Good morning peoples!
The title came from the classic film 'Way Out West' starring two of my favourite comedians, Stan Laurel and Oliver Hardy. It's a line I've quoted since childhood. They've come to deliver grave news to the young beneficiary of the recently deceased. The couple in the scene are masquerading as the bereaved. She asks 'What did he die of?' Stan responds, 'I think he died of a Tuesday, or was it of a Wednesday?' I love Ollie's wide-eyed expression. I often pulled that same expression when something happened in court that surprised everyone. It's timeless comedy and I attach the link to the very scene.
https://www.youtube.com/watch?v=96po3FRJ9uk
Little moments like this can only enhance what is a miserable weather day. I have to express my deepest sympathy to those having to use the vagaries of public transport in London today. Thank heavens my days of commuting are well and truly over. Travelling in London is never a pleasant thing. I remember in 2005, in the aftermath of 7/7 when a significant part of the network was closed, and every man and his dog were using alternative tube lines. I had to travel from Chancery Lane - Paddington, negotiating the packed Central then Bakerloo lines. Like Darya, I also got my heels stuck in drains whilst commuting. However, I digress. One particular early evening, I was standing on Chancery Lane Westbound platform. I had already let several trains pass already. I am blessed with being stick thin, but there was no way I was going to asphyxiate myself on a tube train. Anyway, on the train before the one I caught, a man was standing with his head protruding beyond the doorway. He looked quite smug with his own contortionistic skills allowing him to bend his way onto the carriage. So he was looking sympathetically at the throngs of passengers still waiting on the platform. I looked at him just for something to look at. I smiled at him. He smiled at me and he continued staring. The doors began to close, and he was still staring. I thought he's bound to notice at any second and pull his head in. Unfortunately, that was not the case and his head ended up becoming the meat in a tube train door sandwich. As a direct result of this, the doors reopened, the passengers on the platform gasped in shock and the glasses that adorned his face dropped off in the melee underneath the carriage. He therefore had to de-contort himself and alight from the train. When a member of Transport for London staff (or London Underground, whatever guise it was under at the time) arrived to assist by stepping down off the platform to retrieve the said glasses, he was treated to a right earful. The passenger was sporting a big black mark across his nose where the impact had occurred. He was threatening to sue London Transport for the incident. Of course it was their fault. He was trying to flirt with a passenger on the platform and was not paying attention!

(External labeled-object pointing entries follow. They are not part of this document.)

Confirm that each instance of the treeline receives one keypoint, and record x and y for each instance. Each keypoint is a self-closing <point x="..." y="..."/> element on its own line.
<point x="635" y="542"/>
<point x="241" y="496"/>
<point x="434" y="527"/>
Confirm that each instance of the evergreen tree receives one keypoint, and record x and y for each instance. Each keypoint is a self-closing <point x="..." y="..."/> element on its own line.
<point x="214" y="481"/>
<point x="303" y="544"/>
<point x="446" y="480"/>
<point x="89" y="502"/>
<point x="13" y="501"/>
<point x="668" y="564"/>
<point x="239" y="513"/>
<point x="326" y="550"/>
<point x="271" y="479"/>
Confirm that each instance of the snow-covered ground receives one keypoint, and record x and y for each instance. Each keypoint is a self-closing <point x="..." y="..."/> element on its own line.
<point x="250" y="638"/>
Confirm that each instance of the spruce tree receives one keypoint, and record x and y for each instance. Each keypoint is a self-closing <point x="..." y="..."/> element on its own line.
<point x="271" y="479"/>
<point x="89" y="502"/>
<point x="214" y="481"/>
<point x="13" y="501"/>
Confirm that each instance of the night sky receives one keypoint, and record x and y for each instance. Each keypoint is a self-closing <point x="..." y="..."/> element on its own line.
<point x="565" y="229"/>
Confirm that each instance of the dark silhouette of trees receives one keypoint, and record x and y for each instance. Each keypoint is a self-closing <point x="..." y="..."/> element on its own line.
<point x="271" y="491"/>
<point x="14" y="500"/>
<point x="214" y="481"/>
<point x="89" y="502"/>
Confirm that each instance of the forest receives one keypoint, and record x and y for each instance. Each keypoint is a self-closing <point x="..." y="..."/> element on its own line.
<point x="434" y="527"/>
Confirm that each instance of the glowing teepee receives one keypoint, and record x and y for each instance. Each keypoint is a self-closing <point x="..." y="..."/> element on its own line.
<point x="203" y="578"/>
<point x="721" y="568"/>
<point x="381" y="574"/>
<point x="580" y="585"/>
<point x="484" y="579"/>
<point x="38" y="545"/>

I was with a fellow lawyer, and we discussed the incident standing on the next train. I can distinctly remember saying to her:
'It was one of those moments in time that you could have altered. You foresaw what was going to happen, and could have taken a split-second decision to prevent the incident by forewarning the passenger that he was about to be caught by the doors. But it was also one of those intriguing moments where you stood by and kind of wanted to see what happened!'
Anyway, I've spent far too long on this blog and not enough time on my book. After all, you get this shit for free, but you have to pay for my book!!
Laters,
MJ xx
p.s. I'm thinking my blog is a bit pants. Any ideas on how I can improve it would be greatly welcomed. The blogger design menu seems so unwieldy!